The reasons for ending the taxpayer boondoggle are plentiful: supporting data that relies on flawed science; estimated costs of nearly $100 billion; and the egregious error of burying waste that could, with American innovation, be less dangerous and even be turned into energy.
The Department of Energy's plan to store deadly nuclear waste at Yucca ignores even the most glaring facts, such as the major earthquake fault lines running across the storage site. Many Americans are unaware that DOE concedes that water will flow through the dump, eventually carrying radiation into Nevada's groundwater.
Yucca Mountain, simply put, is bad policy that is wrong for America.
America still needs a scientifically sound and responsible policy to deal with nuclear waste. More taxpayer money dumped into the Yucca Mountain project is more money wasted that could have been invested in securing waste on nuclear plant sites in dry casks, while researching new technologies such as reprocessing. There are solutions.

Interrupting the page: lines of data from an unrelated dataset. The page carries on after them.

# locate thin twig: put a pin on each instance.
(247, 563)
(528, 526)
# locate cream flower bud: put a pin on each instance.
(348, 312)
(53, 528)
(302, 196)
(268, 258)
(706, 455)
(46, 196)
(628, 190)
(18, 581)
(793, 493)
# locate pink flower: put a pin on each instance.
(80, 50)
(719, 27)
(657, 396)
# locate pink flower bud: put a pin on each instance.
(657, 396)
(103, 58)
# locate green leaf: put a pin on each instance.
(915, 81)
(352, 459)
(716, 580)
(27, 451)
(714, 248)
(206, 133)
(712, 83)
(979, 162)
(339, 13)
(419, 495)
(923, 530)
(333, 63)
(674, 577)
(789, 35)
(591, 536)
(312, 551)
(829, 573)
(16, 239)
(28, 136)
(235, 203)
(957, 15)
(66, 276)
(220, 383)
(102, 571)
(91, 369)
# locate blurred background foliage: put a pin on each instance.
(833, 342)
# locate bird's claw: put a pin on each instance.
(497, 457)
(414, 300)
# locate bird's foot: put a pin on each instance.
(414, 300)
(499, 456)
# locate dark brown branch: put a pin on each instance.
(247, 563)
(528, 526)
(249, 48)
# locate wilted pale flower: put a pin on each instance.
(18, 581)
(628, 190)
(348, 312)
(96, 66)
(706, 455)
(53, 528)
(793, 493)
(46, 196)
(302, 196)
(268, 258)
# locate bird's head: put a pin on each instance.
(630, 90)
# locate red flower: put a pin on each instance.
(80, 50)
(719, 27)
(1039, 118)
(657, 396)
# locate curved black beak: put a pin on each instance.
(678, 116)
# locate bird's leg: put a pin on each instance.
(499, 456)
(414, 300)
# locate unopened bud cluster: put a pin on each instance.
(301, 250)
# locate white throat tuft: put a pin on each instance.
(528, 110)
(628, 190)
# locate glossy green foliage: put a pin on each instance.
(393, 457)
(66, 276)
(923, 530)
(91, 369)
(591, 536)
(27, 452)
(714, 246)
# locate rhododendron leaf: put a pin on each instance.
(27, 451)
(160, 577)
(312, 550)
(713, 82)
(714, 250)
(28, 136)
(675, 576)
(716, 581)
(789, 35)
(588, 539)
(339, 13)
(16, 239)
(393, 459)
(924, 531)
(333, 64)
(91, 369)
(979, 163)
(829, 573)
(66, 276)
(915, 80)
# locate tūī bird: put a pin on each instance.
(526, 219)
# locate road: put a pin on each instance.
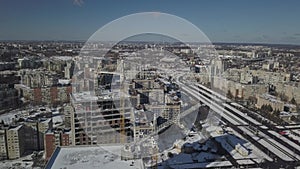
(280, 149)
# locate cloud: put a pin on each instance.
(78, 2)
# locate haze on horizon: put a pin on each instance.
(269, 21)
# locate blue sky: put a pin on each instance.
(263, 21)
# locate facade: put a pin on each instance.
(54, 139)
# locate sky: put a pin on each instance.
(246, 21)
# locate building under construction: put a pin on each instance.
(122, 109)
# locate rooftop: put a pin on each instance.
(104, 157)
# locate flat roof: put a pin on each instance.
(90, 157)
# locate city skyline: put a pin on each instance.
(230, 21)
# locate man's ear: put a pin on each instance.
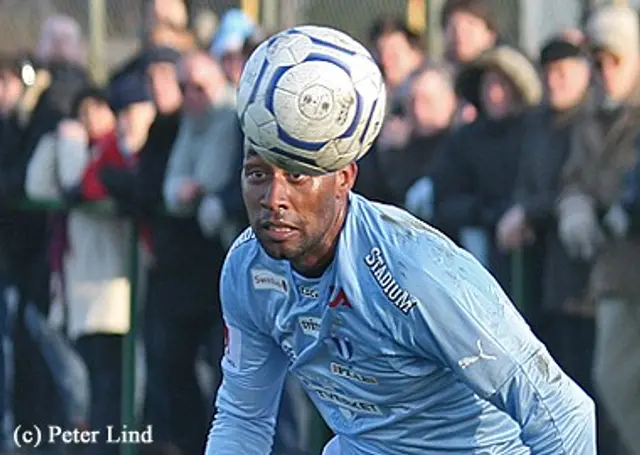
(346, 178)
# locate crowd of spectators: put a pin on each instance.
(511, 155)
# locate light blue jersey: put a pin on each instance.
(406, 345)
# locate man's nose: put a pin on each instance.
(276, 196)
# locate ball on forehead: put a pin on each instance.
(311, 100)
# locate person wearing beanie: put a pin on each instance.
(598, 209)
(469, 29)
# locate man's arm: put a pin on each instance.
(471, 326)
(254, 369)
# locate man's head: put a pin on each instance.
(61, 40)
(397, 48)
(614, 35)
(135, 111)
(469, 29)
(295, 217)
(227, 45)
(202, 81)
(162, 77)
(566, 71)
(91, 108)
(433, 99)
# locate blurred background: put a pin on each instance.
(513, 126)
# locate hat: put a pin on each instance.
(509, 61)
(129, 90)
(161, 55)
(559, 49)
(481, 9)
(92, 92)
(614, 29)
(234, 29)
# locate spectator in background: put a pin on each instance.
(400, 55)
(227, 46)
(564, 320)
(474, 176)
(96, 291)
(204, 27)
(431, 114)
(596, 212)
(469, 29)
(201, 184)
(61, 53)
(164, 24)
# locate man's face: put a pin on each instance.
(619, 74)
(163, 81)
(134, 122)
(294, 216)
(567, 81)
(97, 117)
(433, 103)
(497, 94)
(467, 36)
(397, 57)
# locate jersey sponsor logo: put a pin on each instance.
(233, 347)
(346, 372)
(399, 297)
(344, 346)
(466, 362)
(310, 325)
(343, 401)
(340, 300)
(268, 281)
(308, 292)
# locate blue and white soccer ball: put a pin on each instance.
(311, 100)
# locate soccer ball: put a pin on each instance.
(311, 100)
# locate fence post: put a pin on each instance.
(129, 348)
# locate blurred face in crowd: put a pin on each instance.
(433, 103)
(295, 217)
(11, 90)
(398, 58)
(165, 89)
(97, 117)
(201, 80)
(467, 36)
(61, 41)
(567, 81)
(134, 122)
(497, 94)
(232, 65)
(619, 73)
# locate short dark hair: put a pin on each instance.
(479, 8)
(386, 25)
(92, 92)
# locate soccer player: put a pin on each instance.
(404, 343)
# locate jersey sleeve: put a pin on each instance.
(253, 369)
(467, 323)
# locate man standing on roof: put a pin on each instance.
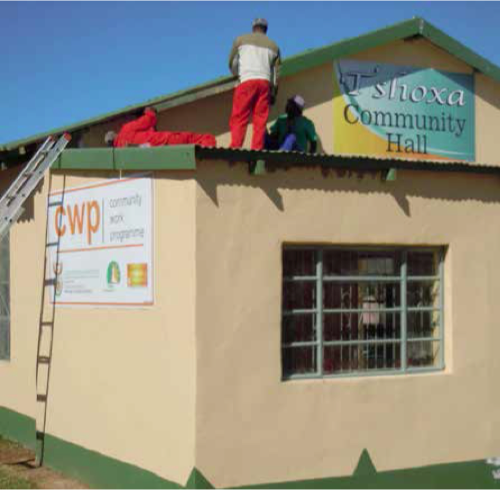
(255, 58)
(292, 131)
(142, 132)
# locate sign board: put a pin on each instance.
(408, 112)
(100, 240)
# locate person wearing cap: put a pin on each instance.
(255, 59)
(142, 132)
(292, 131)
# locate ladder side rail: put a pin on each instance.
(13, 208)
(32, 164)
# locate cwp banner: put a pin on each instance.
(101, 243)
(389, 110)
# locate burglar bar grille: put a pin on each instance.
(363, 311)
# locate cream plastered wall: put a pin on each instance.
(212, 114)
(17, 376)
(122, 381)
(254, 428)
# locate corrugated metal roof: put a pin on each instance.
(188, 157)
(294, 158)
(302, 61)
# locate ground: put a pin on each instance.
(17, 471)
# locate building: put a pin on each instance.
(283, 319)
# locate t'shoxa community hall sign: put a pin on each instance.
(384, 110)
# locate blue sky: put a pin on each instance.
(63, 62)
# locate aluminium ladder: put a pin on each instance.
(11, 202)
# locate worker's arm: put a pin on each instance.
(233, 59)
(274, 130)
(312, 137)
(145, 122)
(275, 72)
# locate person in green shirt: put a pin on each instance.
(292, 131)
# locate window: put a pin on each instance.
(361, 311)
(4, 298)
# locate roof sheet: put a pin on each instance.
(292, 65)
(187, 157)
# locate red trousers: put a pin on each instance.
(250, 98)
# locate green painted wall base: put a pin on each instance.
(461, 475)
(17, 427)
(99, 471)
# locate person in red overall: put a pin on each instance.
(142, 132)
(255, 58)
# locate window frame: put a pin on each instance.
(403, 279)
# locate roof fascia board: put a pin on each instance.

That is why we are working together and with our colleagues on bipartisan legislation to form a commission exploring alternative approaches. The Obama administration and the nuclear energy industry have expressed support for reviewing our nation's approach to nuclear waste so we will no longer be stuck with the current failed policy.
Forming such a commission would be only a first step away from Yucca Mountain. It's an important and necessary step, though. The effort will require input not only from our nation's foremost authorities on nuclear energy and nuclear waste, but also from policymakers, environmental experts and public health and safety advocates.
The time is now to put Yucca Mountain to rest and work together to deal with nuclear waste concerns while also protecting the health, safety and security of all Americans. We look forward to working with President Obama and all stakeholders in resolving our country's nuclear waste issues.